For instance, Wilkinson makes much of convergent evolution—the process by which many marvelous adaptations, such as wings to fly, or eyes to see, arise in disparate beasts at different times—to suggest that something beyond Darwinian biological mechanisms are at work. He argues that “deeper forces and higher-order principles that guide organisms to independently develop similar structures and functions” imply the workings of a creator.
Yet evidence that evolution has independently landed on similar adaptive solutions in a wide array of distantly related species doesn’t suggest that God is nudging natural selection to go one way or another. Rather it shows that evolution isn’t a totally haphazard or chaotic process. Sure, a certain degree of randomness is built into evolution—the chance occurrences of catastrophic impacts and genetic mutations. But evolution also responds to the challenges organisms face in their environments through slow tinkering over generations, and often those challenges are the same ones for different creatures at different times.
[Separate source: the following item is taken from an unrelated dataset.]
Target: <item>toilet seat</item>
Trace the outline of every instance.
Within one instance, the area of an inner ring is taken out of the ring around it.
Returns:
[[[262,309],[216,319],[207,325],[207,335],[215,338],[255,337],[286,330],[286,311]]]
Pointing out that natural selection isn’t all random doesn’t necessarily make space for God, or a supernatural purpose.
Wilkinson also argues that the brutality inherent in evolution—predators adapt to better catch and kill their prey—doesn’t imply that God programmed it that way or undermine his divine commandment against murder. As a counterpoint, he gives examples of altruism in the animal kingdom to show that evolution also builds creatures capable of caring and self-sacrifice. But pointing out that altruism can evolve—via mechanisms like kin selection—does little to reconcile the barbarity of natural selection with a religious view of what constitutes sin.
Wilkinson does make one point that I am willing to concede: that a lack of belief in purpose can have detrimental individual and social effects. But Wilkinson goes beyond that, arguing that instilling a sense of purpose in biology itself might help his psychiatric patients combat depression. And yet, he doesn’t really grapple with what the word purpose means; nor, for that matter, does he give concepts as integral as meaning, transcendence, and enchantment enough attention. Regardless, the importance of purpose doesn’t further his argument that biology actually is divinely programmed.
The word “imply” in Wilkinson’s subtitle (“What Evolution and Human Nature Imply”) does all the heavy lifting on behalf of his thesis that evolution was simply God’s plan. Evolution might imply a divine plan to the author, but it hardly confirms, proves, or establishes the existence of God in any recognizably objective, empirical, scientific sense. In his 1802 book Natural Theology or Evidences of the Existence and Attributes of the Deity, the Christian philosopher William Paley made the case for the “Watchmaker God,” which has since suffered some 200 years of convincing arguments against its validity. Wilkinson’s argument bears more than a passing similarity to Paley’s. So it’s not that Purpose rests on shaky science—it’s built on anemic theology and pedestrian philosophy.
Consider what it means to posit, as Wilkinson does, that evolution, indeed the entire universe, is guided toward some coherent design. Something, then, is doing the guiding. If it is a divine being, then that divine being must either make the rules or follow the rules when it sets nature in motion. If he is simply following the rules, is this really any different than the way physics constrains what an engineer can build? Such a deity would differ not in kind but only in degree. He’s just us, but bigger, and it’s questionable whether that kind of god deserves genuflection—even whether such a being is really even God at all. Such a being is closer to what the 19th-century poet William Blake mocked as “Nobodaddy” rather than the sublime Ground of Being.
Of course, it’s entirely possible that Wilkinson’s right—that some divine being is guiding evolution—but if he is, it cannot be scientifically proven. Rather than following just the evidence, he’s selecting agreeable facts to fit his faith.
Purpose and meaning—how we understand what we’re living for—are among the most important issues that we must grapple with, but the teleological arguments Wilkinson recycles and dresses up with recent findings in biology and psychology don’t equip us to better take on that challenge.